The manual refund dilemma for the IRS was described in the most recent GAO report on the IRS contingency plans.

Basically--what to do: write the large checks first, to save the government from having to pay so much interest or write the little checks first--(making the assumption that they go to people who need the money the most)

If it comes to that, probably they will discover that it saves the government the most money to just not write the checks at all.

-- JIT (justintime@rightnow.net), October 29, 1999.


Now lets see now ----- 10,000 refunds a day, 50,000 per work week, approx 50 weeks in a year, so that would work out to 2,500,000 refunds a year. If there are about 50 millions refunds to be processed for the year, that would take them 12 1/2 years to get the job done.

-- thinkIcan (thinkIcan@make.it), October 29, 1999.


You know what is really sad? Most people won't even think anything is wrong with this. They will probably not think beyond, "Great, the IRS has everything under control!" If each of the 10 service centers has to process or even type 1000 checks a day indefinitely, how many workers will be doing that rather than their regular job? I sure would like to see the contingency plan on this one.

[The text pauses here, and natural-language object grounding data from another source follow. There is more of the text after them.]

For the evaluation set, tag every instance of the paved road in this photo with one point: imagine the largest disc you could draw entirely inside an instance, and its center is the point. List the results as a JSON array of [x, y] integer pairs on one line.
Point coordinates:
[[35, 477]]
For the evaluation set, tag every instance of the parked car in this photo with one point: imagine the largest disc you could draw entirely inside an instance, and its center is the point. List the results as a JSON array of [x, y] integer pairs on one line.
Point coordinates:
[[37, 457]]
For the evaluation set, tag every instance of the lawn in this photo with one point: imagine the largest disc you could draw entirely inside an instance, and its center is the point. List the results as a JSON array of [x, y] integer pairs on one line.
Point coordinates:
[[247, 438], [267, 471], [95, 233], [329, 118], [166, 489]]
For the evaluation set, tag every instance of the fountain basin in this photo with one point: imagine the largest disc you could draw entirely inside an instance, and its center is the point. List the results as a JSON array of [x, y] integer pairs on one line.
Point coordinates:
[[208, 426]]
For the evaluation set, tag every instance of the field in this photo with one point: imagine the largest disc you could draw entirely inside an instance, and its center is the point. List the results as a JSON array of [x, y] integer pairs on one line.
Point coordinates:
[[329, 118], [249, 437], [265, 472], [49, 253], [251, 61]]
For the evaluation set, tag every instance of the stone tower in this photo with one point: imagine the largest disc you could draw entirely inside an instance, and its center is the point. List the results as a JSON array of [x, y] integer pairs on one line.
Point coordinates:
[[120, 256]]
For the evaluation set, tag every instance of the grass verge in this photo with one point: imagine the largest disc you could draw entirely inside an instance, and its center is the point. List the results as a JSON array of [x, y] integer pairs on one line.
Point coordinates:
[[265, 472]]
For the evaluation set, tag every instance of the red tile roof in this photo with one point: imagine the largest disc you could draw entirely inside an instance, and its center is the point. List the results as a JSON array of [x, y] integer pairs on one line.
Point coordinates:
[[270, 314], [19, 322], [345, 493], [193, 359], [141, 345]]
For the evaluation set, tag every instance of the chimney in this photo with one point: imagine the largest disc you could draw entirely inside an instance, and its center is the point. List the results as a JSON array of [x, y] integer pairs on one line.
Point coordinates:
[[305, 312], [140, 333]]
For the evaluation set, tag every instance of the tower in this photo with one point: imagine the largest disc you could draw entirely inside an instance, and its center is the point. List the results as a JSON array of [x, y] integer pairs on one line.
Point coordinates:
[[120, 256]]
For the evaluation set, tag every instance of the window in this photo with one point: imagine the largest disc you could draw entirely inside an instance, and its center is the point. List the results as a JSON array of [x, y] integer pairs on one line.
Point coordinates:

-- Darla (dnice@hgo.net), October 29, 1999.

Think I Can,

The math didn't look quite right so, I double-checked and it's even worse than you thought. It will take 20 YEARS to process 50 million refunds, which by the way, I think is probably a very conservative number. This may require some research, but I would think that the number expecting refunds is probably closer to 100,000,000, in which case it will take 40 years.

My suggestion would be that we appeal to our Congressman to pass some legislation which will add interest to the amount of the refund for any that take more than 60 days from date of receipt. This is the very least we should do to avoid being completely shafted, because if there is no penalty they will take as long as they see fit.

(*V*)

-- Hawk (flyin@high.again), October 29, 1999.


Make sure that you have little or no refund due...and you have no problem. And don't count on receiving that refund in a timely manner.

-- Mad Monk (madmonk@hawaiian.net), October 29, 1999.

I will do my civic duty and volunteer to allow IRS to stop pursuing me for collections until they've gotten all the refunds mailed.

-- (RUOK@yesiam.com), October 29, 1999.

ThinkIcan -

Here is a better article.

http://www.infoworld.com/cgi-bin/displayStory.pl?99111.ecirs.htm

It says that in 1997, the IRS issued 90 million refunds. $40m more than you guessed. It should take them about 24 years!

-- Darla (dnice@hgo.net), November 03, 1999.



Thanks for the info, Darla. I had guessed 100 million, and I thought it was closer to that. But what is wrong with people's calculators these days? Did you know there is a calculator built into Windows? Mine says 36 years for 90 million refunds.